Load Balancing - PrepKit

Once you decide to scale horizontally by adding more servers, you need a mechanism to distribute incoming traffic across them. This is the job of a load balancer.

A load balancer is a device or service that acts as a "traffic police" for your servers. It sits in front of your application servers and routes client requests across all the servers capable of fulfilling those requests in a way that maximizes speed and capacity utilization and ensures that no one server is overworked.

Why Use a Load Balancer?

Scalability & Performance: By distributing the workload, a load balancer prevents any single server from becoming a bottleneck, improving the overall performance and responsiveness of your application. It allows you to scale out by simply adding more servers to the pool.
High Availability & Fault Tolerance: Load balancers perform regular health checks on the servers in the pool. If a server becomes unresponsive, the load balancer automatically stops sending traffic to it. This ensures that user requests are only sent to healthy servers, making your system resilient to individual server failures.
Flexibility & Maintenance: With a load balancer in place, you can perform maintenance on individual servers (like deploying new code or applying security patches) without impacting the application's availability. You can take a server out of the pool, update it, and then add it back in.

Common Load Balancing Algorithms

The load balancer needs a strategy to decide which server to send a request to. Here are some of the most common algorithms:

Round Robin: This is the simplest algorithm. The load balancer cycles through the list of servers and sends each new request to the next server in the list.
- Pros: Very simple and easy to implement.
- Cons: It assumes all servers are equal. If one server is more powerful than the others, or if some requests are more resource-intensive than others, it can lead to an uneven distribution of load.
Least Connections: The load balancer keeps track of how many active connections each server has and sends the next request to the server with the fewest active connections.
- Pros: It's a more intelligent algorithm that adapts to the current load on each server. It's a good choice when requests have varying levels of complexity.
- Cons: It's slightly more complex to implement than Round Robin.
Least Response Time: This algorithm sends the request to the server that has both the fewest active connections and the lowest average response time.
- Pros: It's even more sophisticated and takes into account not just the number of connections but also the server's performance.
- Cons: Requires more monitoring and calculation on the part of the load balancer.
IP Hash: The load balancer calculates a hash of the client's IP address and uses this hash to determine which server to send the request to.
- Pros: This ensures that requests from a specific user will always be sent to the same server.

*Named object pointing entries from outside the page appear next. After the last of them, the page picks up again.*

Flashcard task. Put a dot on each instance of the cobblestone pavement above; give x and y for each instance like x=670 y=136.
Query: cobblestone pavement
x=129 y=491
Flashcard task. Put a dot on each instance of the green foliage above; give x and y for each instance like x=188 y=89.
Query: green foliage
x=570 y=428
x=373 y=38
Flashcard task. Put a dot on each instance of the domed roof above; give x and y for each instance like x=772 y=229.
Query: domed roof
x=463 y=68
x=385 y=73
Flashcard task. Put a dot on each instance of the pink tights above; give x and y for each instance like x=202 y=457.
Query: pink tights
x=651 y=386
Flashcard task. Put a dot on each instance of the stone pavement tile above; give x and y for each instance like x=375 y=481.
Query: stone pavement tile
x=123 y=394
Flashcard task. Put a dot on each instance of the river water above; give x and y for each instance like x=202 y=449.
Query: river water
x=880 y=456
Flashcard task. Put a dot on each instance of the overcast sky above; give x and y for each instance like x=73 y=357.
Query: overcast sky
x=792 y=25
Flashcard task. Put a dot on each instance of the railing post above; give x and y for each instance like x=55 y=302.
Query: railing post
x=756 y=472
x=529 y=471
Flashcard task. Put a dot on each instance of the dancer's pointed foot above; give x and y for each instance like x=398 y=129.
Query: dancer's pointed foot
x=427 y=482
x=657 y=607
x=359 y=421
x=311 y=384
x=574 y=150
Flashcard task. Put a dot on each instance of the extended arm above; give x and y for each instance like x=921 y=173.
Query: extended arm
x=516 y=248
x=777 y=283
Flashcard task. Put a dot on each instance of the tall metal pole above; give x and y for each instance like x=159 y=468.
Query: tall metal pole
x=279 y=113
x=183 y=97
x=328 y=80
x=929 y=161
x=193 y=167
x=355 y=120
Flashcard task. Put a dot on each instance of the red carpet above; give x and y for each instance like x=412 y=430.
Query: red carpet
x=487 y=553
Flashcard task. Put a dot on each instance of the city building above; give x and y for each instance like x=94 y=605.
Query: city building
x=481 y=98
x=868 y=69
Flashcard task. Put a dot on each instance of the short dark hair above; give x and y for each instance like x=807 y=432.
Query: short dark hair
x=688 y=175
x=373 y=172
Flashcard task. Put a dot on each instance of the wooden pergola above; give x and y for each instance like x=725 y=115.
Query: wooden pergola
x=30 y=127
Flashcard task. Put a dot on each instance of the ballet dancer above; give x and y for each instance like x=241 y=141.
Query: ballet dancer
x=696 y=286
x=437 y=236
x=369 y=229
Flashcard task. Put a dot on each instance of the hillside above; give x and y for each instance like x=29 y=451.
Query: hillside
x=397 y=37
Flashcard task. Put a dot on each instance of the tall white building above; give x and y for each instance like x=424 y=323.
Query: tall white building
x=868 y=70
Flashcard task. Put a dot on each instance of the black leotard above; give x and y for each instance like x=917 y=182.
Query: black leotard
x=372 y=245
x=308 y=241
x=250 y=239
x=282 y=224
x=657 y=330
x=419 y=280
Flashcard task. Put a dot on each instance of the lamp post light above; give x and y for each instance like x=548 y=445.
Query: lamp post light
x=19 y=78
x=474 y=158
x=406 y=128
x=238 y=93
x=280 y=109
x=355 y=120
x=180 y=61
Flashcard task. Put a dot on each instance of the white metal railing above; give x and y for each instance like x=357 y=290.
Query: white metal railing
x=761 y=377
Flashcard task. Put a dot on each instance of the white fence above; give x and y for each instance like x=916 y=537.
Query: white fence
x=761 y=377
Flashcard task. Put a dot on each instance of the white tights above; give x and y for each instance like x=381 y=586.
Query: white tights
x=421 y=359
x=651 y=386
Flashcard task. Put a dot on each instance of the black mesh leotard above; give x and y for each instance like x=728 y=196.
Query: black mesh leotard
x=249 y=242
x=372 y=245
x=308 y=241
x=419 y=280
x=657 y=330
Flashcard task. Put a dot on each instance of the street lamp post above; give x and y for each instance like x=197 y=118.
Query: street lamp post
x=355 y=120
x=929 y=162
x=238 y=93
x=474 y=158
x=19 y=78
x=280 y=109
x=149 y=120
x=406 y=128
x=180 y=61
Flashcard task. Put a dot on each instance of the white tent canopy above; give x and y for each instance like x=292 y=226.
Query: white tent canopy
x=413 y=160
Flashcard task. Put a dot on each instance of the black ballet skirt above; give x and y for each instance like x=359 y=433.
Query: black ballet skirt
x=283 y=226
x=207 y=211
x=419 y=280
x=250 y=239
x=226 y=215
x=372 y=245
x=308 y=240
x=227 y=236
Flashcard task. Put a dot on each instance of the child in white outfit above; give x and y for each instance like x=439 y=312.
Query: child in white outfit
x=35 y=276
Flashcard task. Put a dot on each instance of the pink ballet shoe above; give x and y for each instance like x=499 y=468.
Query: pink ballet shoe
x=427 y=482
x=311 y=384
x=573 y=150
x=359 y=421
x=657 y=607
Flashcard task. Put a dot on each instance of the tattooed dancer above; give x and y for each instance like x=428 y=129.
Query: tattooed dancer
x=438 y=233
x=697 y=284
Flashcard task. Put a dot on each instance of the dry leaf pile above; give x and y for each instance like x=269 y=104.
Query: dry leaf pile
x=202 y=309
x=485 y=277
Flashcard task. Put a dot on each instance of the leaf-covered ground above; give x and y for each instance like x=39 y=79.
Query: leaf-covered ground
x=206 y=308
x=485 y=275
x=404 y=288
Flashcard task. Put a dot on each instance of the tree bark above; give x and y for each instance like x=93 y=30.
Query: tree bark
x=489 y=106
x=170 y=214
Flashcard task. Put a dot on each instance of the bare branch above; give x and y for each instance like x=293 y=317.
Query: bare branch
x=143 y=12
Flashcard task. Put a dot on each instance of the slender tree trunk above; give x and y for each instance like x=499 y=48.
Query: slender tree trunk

This is useful for applications that require session persistence or "sticky sessions" (i.e., storing user-specific data in the server's memory).
- Cons: It can lead to an uneven distribution of load if some IP addresses send many more requests than others. It also makes it harder to remove servers from the pool without disrupting user sessions.

Layers of Load Balancing

Load balancing can happen at different layers of the network stack.

Layer 4 (Transport Layer) Load Balancer: This type of load balancer makes its routing decisions based on information from the transport layer (TCP/UDP). It looks at the source and destination IP addresses and ports, but it doesn't inspect the content of the requests.
- Pros: Very fast and efficient because it doesn't need to understand the application-level data.
- Examples: AWS Network Load Balancer (NLB), many hardware load balancers.
Layer 7 (Application Layer) Load Balancer: This is a more sophisticated type of load balancer that can inspect the content of the requests, such as HTTP headers, URLs, and cookies.
- Pros: Allows for much more intelligent routing decisions. For example, you can route requests to different pools of servers based on the URL path (/api/videos goes to the video processing servers, while /api/images goes to the image processing servers). It can also handle things like SSL termination (decrypting HTTPS traffic).
- Cons: It's slower and more CPU-intensive than a Layer 4 load balancer because it has to do more work.
- Examples: AWS Application Load Balancer (ALB), Nginx, HAProxy.

Load Balancer Redundancy

A load balancer can itself become a single point of failure. If your load balancer goes down, your entire application is inaccessible.

To prevent this, you typically set up a pair of load balancers in a high-availability (HA) configuration.

One load balancer is active, handling all the traffic.
The other is passive (or standby), monitoring the active one.
If the active load balancer fails a health check, the passive one automatically takes over its IP address and begins handling traffic.

This ensures that your load balancing layer is also fault-tolerant.